Personal information
- Full name: Timothy Peter Macdonald
- Born: 7 September 1980 (age 45) Subiaco, Western Australia
- Batting: Right-handed
- Bowling: Right-arm medium-fast

Career statistics
| Competition | FC | LA | T20 |
| Matches | 21 | 1 | 3 |
| Runs scored | 120 | – | 8 |
| Batting average | 6.31 | – | – |
| 100s/50s | 0/0 | – | 0/0 |
| Top score | 17 | – | 8* |
| Balls bowled | 3,393 | 48 | 66 |
| Wickets | 50 | 0 | 3 |
| Bowling average | 35.30 | – | 22.00 |
| 5 wickets in innings | 1 | – | 0 |
| 10 wickets in match | 0 | – | 0 |
| Best bowling | 6/40 | – | 1/18 |
| Catches/stumpings | 8/– | 1/– | 0/– |
- Source: Cricinfo, 24 May 2020

= Tim MacDonald =

Australian cricketer

Timothy Peter Macdonald (born 7 September 1980) is an Australian cricket coach and former cricketer, who is an assistant coach of the England women's cricket team.
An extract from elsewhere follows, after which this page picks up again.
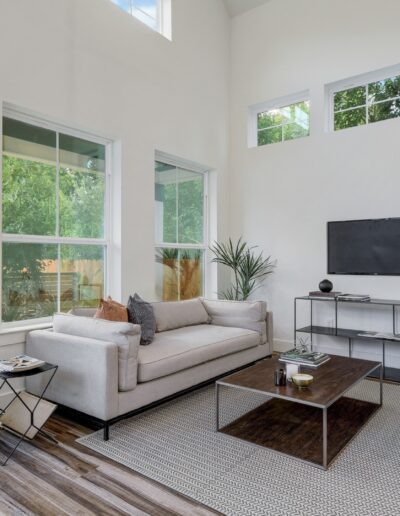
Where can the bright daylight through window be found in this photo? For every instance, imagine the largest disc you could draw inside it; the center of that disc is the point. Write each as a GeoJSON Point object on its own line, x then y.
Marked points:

As a player, MacDonald was a bowler who played for Western Australia and Tasmania.

==Career==
Macdonald was a pace bowler who represented Western Australia and Tasmania. He played club cricket for Claremont-Nedlands in the WACA District League; he took 70 wickets in the 2005-06 tournament at an average of 11.63. He was signed by Western Australia for the 2006–07 season. He was not selected for the Tasmania squad for the 2011–12 season.

In the 2013–14 season, Macdonald was player-coach of the Claremont-Nedlands; he took 42 wickets in the season, the most of any Claremont-Nedlands player. After the season, MacDonald retired from playing cricket. He was named the WACA District League Senior Coach of the Year for the 2016–17 season.

MacDonald later worked as an assistant coach under Lisa Keightley at Perth Scorchers and Western Fury. He was an assistant coach for the Australia women's national cricket team for their 2017–18 series in India. McDonald was later an assistant coach of the England women's cricket team for the 2020 ICC Women's T20 World Cup, and in August 2020, he was given the role full-time.